Abstract

The DNA mismatch repair (MMR) and base excision repair (BER) systems are important determinants of cellular toxicity following exposure to agents that cause oxidative DNA damage. To examine the interactions between these different repair systems, we examined whether toxicity, induced by t-BOOH and KBrO3, differs in BER proficient (Mpg+/+, Nth1+/+) and deficient (Mpg−/−, Nth1−/−) mouse embryonic fibroblasts (MEFs) following Msh2 knockdown of between 79 and 88% using an shRNA expression vector. Msh2 knockdown in Nth1+/+ cells had no effect on t-BOOH and KBrO3 induced toxicity as assessed by an MTT assay; knockdown in Nth1−/− cells resulted in increased resistance to t-BOOH and KBrO3, a result consistent with Nth1 removing oxidised pyrimidines. Msh2 knockdown in Mpg+/+ cells had no effect on t-BOOH toxicity but increased resistance to KBrO3; in Mpg−/− cells, Msh2 knockdown increased cellular sensitivity to KBrO3 but increased resistance to t-BOOH, suggesting a role for Mpg in removing DNA damage induced by these agents. MSH2 dependent and independent pathways then determine cellular toxicity induced by oxidising agents. A complex interaction between MMR and BER repair systems, that is, exposure dependent, also exists to determine cellular toxicity.

1. Introduction

Reactive oxygen species (ROS) can induce a wide range of DNA base lesions [1], and different ROS can modify DNA in different ways [2]. Furthermore, given that the biological potency of only a minority of these lesions has been characterised, the precise role, if any, of an individual lesion in inducing toxicity can be unclear. 8-oxoguanine (8-oxoG) is one of the most studied lesions, being formed in high amounts in DNA by ROS, and is potentially mutagenic [3]. 8-oxoG is formed upon exposure to a wide range of agents including hydrogen peroxide (H2O2; [4]), tert-butyl-hydroperoxide (t-BOOH; [5]), and potassium bromate (KBrO3; [6]), though other DNA base modifications will also be formed [6, 7].

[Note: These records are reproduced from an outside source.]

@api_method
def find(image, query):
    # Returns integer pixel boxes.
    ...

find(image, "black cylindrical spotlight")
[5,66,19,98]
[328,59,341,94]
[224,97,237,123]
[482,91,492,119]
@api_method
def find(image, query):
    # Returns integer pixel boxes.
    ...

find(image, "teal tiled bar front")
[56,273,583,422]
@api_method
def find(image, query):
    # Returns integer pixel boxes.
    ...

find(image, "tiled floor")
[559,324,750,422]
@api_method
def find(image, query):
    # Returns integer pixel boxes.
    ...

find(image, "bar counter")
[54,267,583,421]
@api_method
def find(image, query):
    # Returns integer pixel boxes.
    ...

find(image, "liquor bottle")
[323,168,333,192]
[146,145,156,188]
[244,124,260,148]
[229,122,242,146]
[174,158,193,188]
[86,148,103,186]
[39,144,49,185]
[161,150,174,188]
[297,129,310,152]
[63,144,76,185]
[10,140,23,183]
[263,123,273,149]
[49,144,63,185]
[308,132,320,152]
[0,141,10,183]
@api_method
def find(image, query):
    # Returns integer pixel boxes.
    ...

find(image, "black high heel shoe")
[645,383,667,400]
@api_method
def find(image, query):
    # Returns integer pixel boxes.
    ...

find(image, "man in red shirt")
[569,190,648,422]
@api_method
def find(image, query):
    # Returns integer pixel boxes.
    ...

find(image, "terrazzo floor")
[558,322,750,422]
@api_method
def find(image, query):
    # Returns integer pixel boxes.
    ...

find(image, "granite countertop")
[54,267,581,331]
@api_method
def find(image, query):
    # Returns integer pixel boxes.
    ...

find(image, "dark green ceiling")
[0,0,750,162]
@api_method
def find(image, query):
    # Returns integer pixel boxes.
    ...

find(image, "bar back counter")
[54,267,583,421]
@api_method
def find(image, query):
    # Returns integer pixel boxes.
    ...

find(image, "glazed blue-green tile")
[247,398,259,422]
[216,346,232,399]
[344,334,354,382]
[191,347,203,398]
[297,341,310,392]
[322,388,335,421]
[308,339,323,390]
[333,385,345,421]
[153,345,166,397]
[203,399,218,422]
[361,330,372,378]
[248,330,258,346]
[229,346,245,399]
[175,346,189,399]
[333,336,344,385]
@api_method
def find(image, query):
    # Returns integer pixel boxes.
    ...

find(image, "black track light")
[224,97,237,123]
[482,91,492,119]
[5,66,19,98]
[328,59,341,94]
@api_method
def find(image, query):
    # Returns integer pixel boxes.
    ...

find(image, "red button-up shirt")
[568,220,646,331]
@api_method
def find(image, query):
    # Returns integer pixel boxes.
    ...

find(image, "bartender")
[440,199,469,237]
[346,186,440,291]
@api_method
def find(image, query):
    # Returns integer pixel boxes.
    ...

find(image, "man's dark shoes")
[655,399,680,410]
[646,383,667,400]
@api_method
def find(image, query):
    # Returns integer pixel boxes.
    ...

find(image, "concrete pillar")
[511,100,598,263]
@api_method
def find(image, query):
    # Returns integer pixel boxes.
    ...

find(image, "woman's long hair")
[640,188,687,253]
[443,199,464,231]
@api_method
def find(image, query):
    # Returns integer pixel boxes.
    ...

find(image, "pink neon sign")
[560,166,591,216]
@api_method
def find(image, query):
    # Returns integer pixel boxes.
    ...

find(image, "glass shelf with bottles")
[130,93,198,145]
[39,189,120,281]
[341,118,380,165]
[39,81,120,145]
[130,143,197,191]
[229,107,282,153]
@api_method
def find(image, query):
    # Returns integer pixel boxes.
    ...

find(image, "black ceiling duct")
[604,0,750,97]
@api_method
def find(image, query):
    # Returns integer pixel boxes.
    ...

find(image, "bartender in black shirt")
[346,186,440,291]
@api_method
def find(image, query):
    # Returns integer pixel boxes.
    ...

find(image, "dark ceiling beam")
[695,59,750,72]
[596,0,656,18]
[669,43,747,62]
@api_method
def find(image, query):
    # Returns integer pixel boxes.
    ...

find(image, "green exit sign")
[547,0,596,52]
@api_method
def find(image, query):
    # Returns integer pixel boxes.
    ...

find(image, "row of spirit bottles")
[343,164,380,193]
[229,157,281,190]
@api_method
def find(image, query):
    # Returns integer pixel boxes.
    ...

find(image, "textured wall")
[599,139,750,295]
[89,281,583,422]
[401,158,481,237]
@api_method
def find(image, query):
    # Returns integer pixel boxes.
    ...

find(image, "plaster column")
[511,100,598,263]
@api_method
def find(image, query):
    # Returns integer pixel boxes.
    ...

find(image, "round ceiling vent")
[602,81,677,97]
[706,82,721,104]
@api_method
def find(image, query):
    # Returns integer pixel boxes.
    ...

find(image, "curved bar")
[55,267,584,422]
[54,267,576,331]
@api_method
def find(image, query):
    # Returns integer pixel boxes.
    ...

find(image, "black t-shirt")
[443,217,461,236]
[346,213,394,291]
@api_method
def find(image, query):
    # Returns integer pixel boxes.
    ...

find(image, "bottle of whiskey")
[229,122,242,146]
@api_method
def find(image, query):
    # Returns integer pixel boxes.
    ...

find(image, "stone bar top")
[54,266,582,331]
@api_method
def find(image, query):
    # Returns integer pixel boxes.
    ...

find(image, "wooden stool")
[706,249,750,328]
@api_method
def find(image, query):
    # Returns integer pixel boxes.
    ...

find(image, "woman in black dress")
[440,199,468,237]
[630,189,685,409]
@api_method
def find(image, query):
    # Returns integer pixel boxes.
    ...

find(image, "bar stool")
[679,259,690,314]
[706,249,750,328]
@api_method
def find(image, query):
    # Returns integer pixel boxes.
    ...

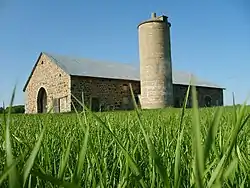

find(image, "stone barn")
[23,13,224,113]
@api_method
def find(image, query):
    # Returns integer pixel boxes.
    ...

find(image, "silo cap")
[151,12,156,18]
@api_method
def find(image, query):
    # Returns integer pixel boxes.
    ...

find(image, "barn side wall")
[25,54,71,113]
[71,76,140,111]
[173,85,224,107]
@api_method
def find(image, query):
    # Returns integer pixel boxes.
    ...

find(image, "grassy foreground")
[0,88,250,187]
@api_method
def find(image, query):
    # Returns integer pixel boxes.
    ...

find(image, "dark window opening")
[53,99,60,113]
[174,98,181,108]
[91,97,100,112]
[37,88,47,113]
[205,96,212,107]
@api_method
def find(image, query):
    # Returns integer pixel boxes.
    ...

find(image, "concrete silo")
[138,13,173,109]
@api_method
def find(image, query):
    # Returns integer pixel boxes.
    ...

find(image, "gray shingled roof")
[43,52,224,89]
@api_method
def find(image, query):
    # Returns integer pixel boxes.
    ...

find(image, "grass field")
[0,87,250,187]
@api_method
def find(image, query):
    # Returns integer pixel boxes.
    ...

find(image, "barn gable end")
[23,53,71,113]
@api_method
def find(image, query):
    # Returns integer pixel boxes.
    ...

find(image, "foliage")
[0,86,250,187]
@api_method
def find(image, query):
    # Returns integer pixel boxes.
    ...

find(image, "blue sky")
[0,0,250,104]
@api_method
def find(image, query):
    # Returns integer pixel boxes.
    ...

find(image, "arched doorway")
[205,96,212,107]
[37,87,47,113]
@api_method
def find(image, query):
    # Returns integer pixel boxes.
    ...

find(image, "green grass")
[0,87,250,187]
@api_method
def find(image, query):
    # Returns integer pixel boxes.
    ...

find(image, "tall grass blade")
[192,86,204,187]
[129,84,170,187]
[5,86,20,188]
[58,137,74,180]
[74,94,146,187]
[23,126,46,185]
[204,108,222,162]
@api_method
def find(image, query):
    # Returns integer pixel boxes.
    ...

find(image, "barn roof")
[24,52,224,90]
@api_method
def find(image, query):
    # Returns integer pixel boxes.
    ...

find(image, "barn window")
[122,97,129,105]
[53,98,60,113]
[122,84,128,91]
[205,95,212,107]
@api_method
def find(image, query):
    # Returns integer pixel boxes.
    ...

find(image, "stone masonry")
[24,54,71,113]
[174,84,223,107]
[25,54,223,113]
[71,76,140,111]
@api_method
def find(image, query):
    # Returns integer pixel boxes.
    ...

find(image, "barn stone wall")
[71,76,140,111]
[173,85,223,107]
[25,54,71,113]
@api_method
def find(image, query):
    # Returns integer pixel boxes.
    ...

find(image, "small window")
[122,84,128,91]
[122,97,129,105]
[205,96,212,107]
[174,98,181,108]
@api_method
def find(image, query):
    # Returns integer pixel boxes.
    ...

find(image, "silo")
[138,13,173,109]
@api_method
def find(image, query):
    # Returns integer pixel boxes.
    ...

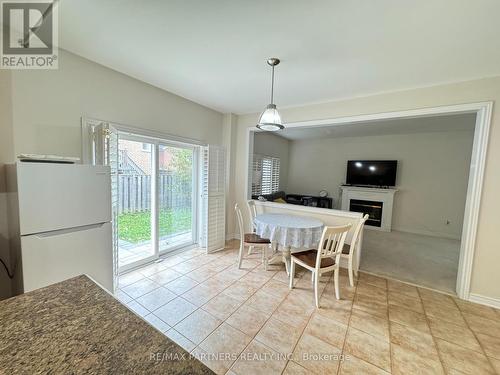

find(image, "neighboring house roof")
[118,140,172,175]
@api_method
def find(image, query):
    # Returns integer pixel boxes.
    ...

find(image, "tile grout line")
[385,279,394,374]
[188,253,294,371]
[452,298,498,373]
[349,271,392,373]
[226,271,310,373]
[337,276,359,374]
[417,288,448,373]
[277,274,338,374]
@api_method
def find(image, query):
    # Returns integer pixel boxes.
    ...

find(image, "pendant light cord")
[271,65,274,104]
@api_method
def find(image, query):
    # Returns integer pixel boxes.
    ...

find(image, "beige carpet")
[360,229,460,293]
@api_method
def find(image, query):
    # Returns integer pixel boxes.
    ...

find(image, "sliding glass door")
[117,136,155,268]
[158,144,194,253]
[117,134,197,271]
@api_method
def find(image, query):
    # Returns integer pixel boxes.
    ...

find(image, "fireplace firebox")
[349,199,384,227]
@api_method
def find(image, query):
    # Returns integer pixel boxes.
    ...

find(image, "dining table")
[253,213,324,274]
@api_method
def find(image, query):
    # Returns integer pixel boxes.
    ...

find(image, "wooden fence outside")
[118,173,192,214]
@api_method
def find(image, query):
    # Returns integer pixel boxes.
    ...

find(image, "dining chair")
[234,203,271,271]
[289,224,352,307]
[247,199,257,232]
[340,215,369,286]
[247,199,257,255]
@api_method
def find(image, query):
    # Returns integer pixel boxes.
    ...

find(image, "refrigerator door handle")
[30,222,106,238]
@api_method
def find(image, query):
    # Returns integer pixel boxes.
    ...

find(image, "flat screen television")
[346,160,398,187]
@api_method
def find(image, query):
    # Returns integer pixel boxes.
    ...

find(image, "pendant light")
[257,57,285,132]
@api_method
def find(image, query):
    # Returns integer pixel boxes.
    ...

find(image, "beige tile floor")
[116,243,500,375]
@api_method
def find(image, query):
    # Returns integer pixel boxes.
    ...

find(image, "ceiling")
[59,0,500,113]
[272,114,476,141]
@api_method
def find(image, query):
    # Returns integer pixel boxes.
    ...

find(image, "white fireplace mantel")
[340,186,398,232]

ROS induced damage can be repaired by a number of different DNA repair systems including those involving base excision repair (BER; [8]) and mismatch repair (MMR: [9]). BER of oxidative base damage is initiated by the action of a number of different DNA glycosylases that can excise a spectrum of different oxidised DNA lesions. NTH1, for example, removes oxidised pyrimidines as well as 2,6-diamino-4-hydroxy-5-formamidopyrimidine (FapyG) and 4,6-diamino-5-formamidopyrimidine (FapyA: [10, 11]). Loss of hNTH1 increases levels of FapyG and FapyA [11] as well as sensitivity to γ-rays and H2O2 [12]. In human cells, MMR is initiated through the binding of a heterodimer of hMSH2 with either hMSH6 (hMutSα) or hMSH3 (hMutSβ) to the site of the mismatch or base insertion/deletion [13]. Loss of hMSH2 results in an increase in steady state levels of 8-oxoG [14, 15] and increased levels following exposure to H2O2 [14, 16], methotrexate [17], or ionising radiation [18]. Loss of hMSH2 can also increase other forms of oxidative damage such as 8-oxoadenine and thymine glycol or clustered DNA base lesions following treatment with ionising radiation [18, 19].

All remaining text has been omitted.